Io, cos’è la marginalità, non l’ho mica capito. Perché sono sempre stata abbastanza conformista, per quanto il termine faccia paura. Conformista nello scegliere di mettere i jeans larghi e le magliette di una taglia più grandi, conformista nel rifiutarmi d’ascoltare la musica smaccatamente pop più richiesta in radio, conformista nell’allinearmi ad uno schieramento politico, votandolo (inutilmente, visto che lo sbarramento non perdona), pur sapendo che non aveva qualcosa di troppo diverso dagli altri. Conformista perché è facile dichiararsi contro tutti quando, in fondo, tutti sono contro tutti.

John Stuart Mill, economista e filosofo, due secoli fa sosteneva che le persone farebbero bene a sopportarsi, piuttosto che cercare di imporre la propria opinione gli uni sugli altri. E, in fondo, per quanto in due secoli la società dovrebbe essere cambiata, non me la sento di dargli torto.

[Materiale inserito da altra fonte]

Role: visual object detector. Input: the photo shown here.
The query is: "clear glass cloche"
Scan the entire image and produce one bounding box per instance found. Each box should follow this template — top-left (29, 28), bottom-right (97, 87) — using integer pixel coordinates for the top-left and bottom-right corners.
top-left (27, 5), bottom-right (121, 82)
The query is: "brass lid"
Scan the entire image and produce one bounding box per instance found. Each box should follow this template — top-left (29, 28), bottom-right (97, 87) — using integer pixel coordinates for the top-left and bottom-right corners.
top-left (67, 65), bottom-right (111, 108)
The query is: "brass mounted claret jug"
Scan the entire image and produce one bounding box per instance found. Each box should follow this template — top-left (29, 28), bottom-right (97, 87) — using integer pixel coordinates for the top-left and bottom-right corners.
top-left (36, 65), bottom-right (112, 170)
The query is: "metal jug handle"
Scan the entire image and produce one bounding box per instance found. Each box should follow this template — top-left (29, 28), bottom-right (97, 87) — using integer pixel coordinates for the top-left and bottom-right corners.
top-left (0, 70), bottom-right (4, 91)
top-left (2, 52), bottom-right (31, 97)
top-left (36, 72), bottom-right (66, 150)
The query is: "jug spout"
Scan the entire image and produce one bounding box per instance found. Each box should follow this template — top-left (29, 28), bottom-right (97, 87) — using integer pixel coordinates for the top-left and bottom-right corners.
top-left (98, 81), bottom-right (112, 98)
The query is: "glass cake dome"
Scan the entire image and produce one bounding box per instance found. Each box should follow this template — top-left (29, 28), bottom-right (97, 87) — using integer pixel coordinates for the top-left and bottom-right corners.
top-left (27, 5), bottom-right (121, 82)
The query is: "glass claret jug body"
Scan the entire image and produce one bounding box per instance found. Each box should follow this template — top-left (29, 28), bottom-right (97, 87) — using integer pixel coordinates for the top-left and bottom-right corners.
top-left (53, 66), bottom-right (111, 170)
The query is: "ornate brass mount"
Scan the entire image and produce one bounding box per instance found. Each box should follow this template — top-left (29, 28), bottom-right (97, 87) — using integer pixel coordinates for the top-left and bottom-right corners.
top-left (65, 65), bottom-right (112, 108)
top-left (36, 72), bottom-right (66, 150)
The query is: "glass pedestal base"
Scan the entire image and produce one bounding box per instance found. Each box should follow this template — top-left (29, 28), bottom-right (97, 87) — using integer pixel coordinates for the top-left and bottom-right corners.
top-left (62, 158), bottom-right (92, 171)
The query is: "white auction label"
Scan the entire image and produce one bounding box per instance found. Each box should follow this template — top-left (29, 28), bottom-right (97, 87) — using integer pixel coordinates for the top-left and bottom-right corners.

E, come me, non se l’è sentita il prof. Vincenzo Provenzano, autore del libro intitolato “Il valore della marginalità in un mondo conformista”, presentato mercoledì scorso nell’aula magna della Facoltà di Scienze Politiche, totalmente vuota fuorché per quattro sparuti spettatori (la scrivente compresa) che pareggiavano, nel numero, con gli illustri oratori, Luigi Caranti (associato di Filosofia politica), Maria Olivella Rizza (economista e docente di Economia monetaria internazionale), Fabrizio Sciacca (ordinario di Filosofia politica) e, ovviamente, il professore-scrittore (associato di Economia applicata nonché editorialista economico per La Repubblica – Palermo).

S’è assistito, sostanzialmente, ad una interessante lezione incrociata di filosofia ed economia, che ha spaziato attraverso temi di scottante attualità e affascinante storicità.

«La marginalità», ha spiegato Provenzano «non è altro che la possibilità di cambiamento che da una determinata azione può derivare. In economia, con la crescita di una realtà certi processi si standardizzano e tendono a conformarsi, creandosi attorno dei margini, appunto, di evoluzione.»

La storia della Wal-Mart, ad esempio, riguarda lo sfruttamento di questi famosi margini. Era il 1962 quando tale Sam Walton fondò quella che, attualmente, è una delle più grandi multinazionali al mondo per numero di dipendenti e fatturato.

«Il concetto da cui Walton partiva era il più semplice: per crescere bisogna evitare la concorrenza. Dove si evita la concorrenza? Dove non ce n’è. Nelle cittadine più sconosciute dell’entroterra americano, con pochi abitanti e ancor meno soldi che girano. La Wal-Mart ha investito su un terreno secco, e ha vinto la sua scommessa. Ovviamente, i loro criteri vanno adattati luogo per luogo: non si capisce, infatti, perché in Germania il loro meccanismo abbia fallito.»

Per discutere di marginalità, poi, non bisogna andare troppo lontano: la Sicilia e la sua produzione biologica rientrano nel campo dell’eccentricità commerciale. Un’agricoltura “pulita” è più costosa e garantisce meno risultati, però gode della fiducia dei consumatori, ed è questa l’arma vincente.

Marginale è periferico. E’ un concetto spaziale che presuppone un centro. Marginale è particolare rispetto a generale. Marginale è opposto a normale. Marginale è non conforme, non convenzionale.

«Ma il mercato del biologico, ad esempio, non rientra già nel conformismo?», punge Fabrizio Sciacca ricordando che laddove si aspiri all’anticonvenzionalismo si rischia di scadere nella banalità della massificazione.

«La marginalità, in un momento di crisi del capitalismo, è un valore aggiunto», sottolinea Maria Olivella Rizza. Ma può prescindere da una politica sociale oculata? Probabilmente no.